I saw it! Excellent, Mike!


----------



## danielfranco

My paranoid streak went "whoa down, Nellie!" (I thought you had put the message there just for me, so I can stop being an ass).
But I think it's great! And I think I agree with the Lord of Poultry in thinking that perhaps the message should remain there to remind everyone up to the senior membership.
And, to be honest, some of us senior members could use some of those reminders sometimes....
Maybe after a thousand posts we should just get a message that reads something like: "Alright, already, why don't you just get over yourself and play nice, darn it?"


----------



## Etcetera

Excellent work! I like the changes.
Thank you, Mike!


----------



## mkellogg

This isn't right.  You all are supposed to be complaining!

Fp.  Good ideas, thanks.  Let me see what I can do with them.

Lsp, let's see how the "search" links beside the New thread title box works.  If people still don't catch the hint then we will dumb it down a little more.


----------



## Venezuelan_sweetie

Excellent.  There is no other word...

I have only one complain: why in the world didn't you do that before?  

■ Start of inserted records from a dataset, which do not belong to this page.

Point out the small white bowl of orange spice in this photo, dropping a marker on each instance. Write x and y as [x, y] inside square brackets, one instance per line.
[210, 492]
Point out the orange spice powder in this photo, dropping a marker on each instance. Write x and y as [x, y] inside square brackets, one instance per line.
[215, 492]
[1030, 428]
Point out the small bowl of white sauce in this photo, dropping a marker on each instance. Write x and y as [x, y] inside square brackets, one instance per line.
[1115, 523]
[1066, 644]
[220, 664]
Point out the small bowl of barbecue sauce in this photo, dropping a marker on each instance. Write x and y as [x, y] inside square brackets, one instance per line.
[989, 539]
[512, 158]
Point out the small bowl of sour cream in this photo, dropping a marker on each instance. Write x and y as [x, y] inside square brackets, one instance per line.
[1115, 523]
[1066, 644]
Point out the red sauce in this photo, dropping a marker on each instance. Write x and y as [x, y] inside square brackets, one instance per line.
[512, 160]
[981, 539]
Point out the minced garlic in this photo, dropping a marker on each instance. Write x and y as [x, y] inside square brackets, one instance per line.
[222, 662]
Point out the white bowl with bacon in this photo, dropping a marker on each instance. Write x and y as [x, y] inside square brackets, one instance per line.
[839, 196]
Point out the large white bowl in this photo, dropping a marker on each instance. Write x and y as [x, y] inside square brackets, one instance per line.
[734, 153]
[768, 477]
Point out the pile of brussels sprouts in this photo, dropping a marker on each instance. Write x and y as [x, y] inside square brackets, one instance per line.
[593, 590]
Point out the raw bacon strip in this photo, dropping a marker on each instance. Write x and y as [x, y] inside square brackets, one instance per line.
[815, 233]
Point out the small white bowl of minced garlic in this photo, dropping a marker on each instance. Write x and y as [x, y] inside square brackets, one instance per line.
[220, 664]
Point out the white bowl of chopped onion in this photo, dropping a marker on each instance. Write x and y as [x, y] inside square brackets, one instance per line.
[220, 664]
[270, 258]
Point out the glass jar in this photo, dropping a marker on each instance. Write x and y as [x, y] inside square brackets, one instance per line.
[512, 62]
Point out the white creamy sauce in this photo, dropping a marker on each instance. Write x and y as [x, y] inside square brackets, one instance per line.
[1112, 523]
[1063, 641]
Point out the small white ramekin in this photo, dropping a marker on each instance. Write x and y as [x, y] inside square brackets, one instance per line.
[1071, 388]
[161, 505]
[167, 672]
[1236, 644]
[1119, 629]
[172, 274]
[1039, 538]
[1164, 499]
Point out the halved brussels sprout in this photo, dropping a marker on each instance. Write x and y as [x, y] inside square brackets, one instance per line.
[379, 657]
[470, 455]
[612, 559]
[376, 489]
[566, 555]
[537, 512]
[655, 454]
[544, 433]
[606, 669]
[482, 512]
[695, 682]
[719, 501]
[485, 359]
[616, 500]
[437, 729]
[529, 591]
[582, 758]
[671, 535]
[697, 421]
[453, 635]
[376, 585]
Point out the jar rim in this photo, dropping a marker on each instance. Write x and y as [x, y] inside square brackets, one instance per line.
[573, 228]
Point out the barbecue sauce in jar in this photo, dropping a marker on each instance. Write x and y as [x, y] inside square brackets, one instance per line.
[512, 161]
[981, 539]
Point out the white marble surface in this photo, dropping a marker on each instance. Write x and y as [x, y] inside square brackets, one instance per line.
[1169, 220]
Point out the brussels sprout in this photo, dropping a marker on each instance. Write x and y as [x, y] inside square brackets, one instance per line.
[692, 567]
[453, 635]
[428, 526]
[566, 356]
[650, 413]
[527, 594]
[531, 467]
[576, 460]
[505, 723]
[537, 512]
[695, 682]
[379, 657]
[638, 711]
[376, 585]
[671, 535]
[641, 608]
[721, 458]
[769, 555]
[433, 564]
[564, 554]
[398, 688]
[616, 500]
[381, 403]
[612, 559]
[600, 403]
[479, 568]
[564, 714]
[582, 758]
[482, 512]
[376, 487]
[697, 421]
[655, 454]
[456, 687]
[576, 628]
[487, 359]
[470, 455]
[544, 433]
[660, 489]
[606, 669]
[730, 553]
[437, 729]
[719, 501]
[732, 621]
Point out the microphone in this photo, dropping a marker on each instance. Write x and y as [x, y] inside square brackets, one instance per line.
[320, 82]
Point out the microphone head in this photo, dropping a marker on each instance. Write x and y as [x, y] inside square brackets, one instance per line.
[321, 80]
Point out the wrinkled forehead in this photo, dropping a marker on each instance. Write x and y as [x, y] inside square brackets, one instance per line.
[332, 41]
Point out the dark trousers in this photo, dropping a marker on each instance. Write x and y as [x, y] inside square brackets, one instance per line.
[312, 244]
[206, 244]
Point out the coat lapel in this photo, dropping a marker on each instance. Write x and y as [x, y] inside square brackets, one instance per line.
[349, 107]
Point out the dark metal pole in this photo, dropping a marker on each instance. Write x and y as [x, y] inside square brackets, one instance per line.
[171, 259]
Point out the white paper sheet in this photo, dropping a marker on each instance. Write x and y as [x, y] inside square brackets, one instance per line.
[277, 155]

Now seriously, I'm sure this will be very helpful from now on.  I agree with fenixpollo's suggestion, except one: is it me, or there are many members who still don't give a try of their own, before asking for help?

The rest, perfect.  Way to go, Mike!


----------



## Nunty

mkellogg said:


> This isn't right.  You all are supposed to be complaining!



Ummm, Mike? If you're feeling a lack, I'm sure we can work something out...


----------



## natasha2000

Excellent idea, Mike.

I agree with Fenix's suggestions, and I would like to add one more.

The text should be put ABOVE the text box, not UNDER it. I haven't noticed it (my text for "seniors") until I scrolled down, and very often, I do not scroll down, I just write. So, if the text for newbies is also under the text box, I suggest to put it ABOVE it, so they can see it reight after opening the Reply or New Thread window.


----------



## fenixpollo

natasha2000 said:


> The text should be put ABOVE the text box, not UNDER it.


 Part of me agrees, and the other part of me sees the logic in putting it under the text box, so that the user has to pass it (and theoretically read it) before clicking "submit".





Venezuelan_sweetie said:


> is it me, or there are many members who still don't give a try of their own, before asking for help?


 Look at this thread, especially post #7 and beyond, where we discussed the issue you bring up, Sweetie. It appears that each forum is different: some moderators require that an attempt be made first, while others don't.


----------



## Venezuelan_sweetie

fenixpollo said:


> Look at this thread, especially post #7 and beyond, where we discussed the issue you bring up, Sweetie. It appears that each forum is different: some moderators require that an attempt be made first, while others don't.


 
Thanks, fp, I'll bear it in mind next time I find a post which suits that description. 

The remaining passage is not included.